Bishop Nestor-Désiré Nongo-Aziagbia from Bossangoa had been kidnapped along with three priests by the Seleka militant group and told he would be executed.
He described the commanding officer who stepped in to stop their execution as being “a good man with a good conscience”.
The Seleka group, which is comprised of members of the Muslim minority but also mercenaries from Chad and Sudan, seized power in the country in March last year, triggering a wave of violence. With the government and army unable to control the country, Seleka has been fighting a largely Christian militia, the Anti-Balaka, although religious leaders of all denomination insist that the conflict is not about faith.
Bishop Nongo-Aziagbia told The Catholic Herald: “I knew the people who kidnapped me, and as they led me to their base they gave me their reasons why I was kidnapped and they told me what they were going to do to me, they were going to kill me. I was with three of my priests and the feeling I had was guilt, not for myself but my priests who were willing to be killed.”
After the men had accused him of chronicling Seleka atrocities and organising the resistance, he was told he would be killed.
“Thanks be to God on the way one of the commanding officers did not agree with that plan. He was the one who stopped our car and watched over me and our priests over the night and made sure we were released the following day,” the bishop said. “What I understood from what he told me was that his elder brother is from the town where I was kidnapped and he called him and told him not to harm us.
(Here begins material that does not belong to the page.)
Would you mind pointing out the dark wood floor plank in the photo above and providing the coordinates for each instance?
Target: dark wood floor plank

He had a good conscience and listened to his elder brother.”
The 44-year-old bishop was in London this week to meet Cardinal Vincent Nichols and members of Parliament, and to ask for Britain to help ensure that UN resolutions providing peacekeepers and other security measures are implemented. He also said he hoped the British government would help with development once security was established.
During the worst stages of the fighting last year the bishop’s compound was sheltering more than 45,000 people. Most of them were women and children as the men had fled from militias likely to kill them.
The bishop thanked organisations including Cafod, which helped feed the people in the compound.
“Their number has decreased because we have done a lot of work, and humanitarian organisations helped the displaced people.” He said only 200 people were left in the compound.
But he said the situation was still desperate. “People continue to be killed every day, villages burned down, people are targeted as animals. That is what I condemn and criticise. The state of security in the country is horrible. Actions should be taken to establish a state of security, but Central Africa has never been at the minds of people at the international level. Some timid actions have happened but it’s never mobilised the international community.”
Asked what the faithful in Britain could do, the bishop said: “We really rely upon their prayers, their prayers will sustain us not to lose hope, their prayers will encourage us to keep on fighting for justice. To give heed to hatred and revenge but to stick to the Gospel of love we received from Jesus Christ. Most of our religious infrastructure has been completely destroyed – presbyteries, churches, clinics, schools. We stand in need of financial help to rebuild these structures, and through Cafod, to help people’s capacity to care for themselves. That will be highly appreciated.”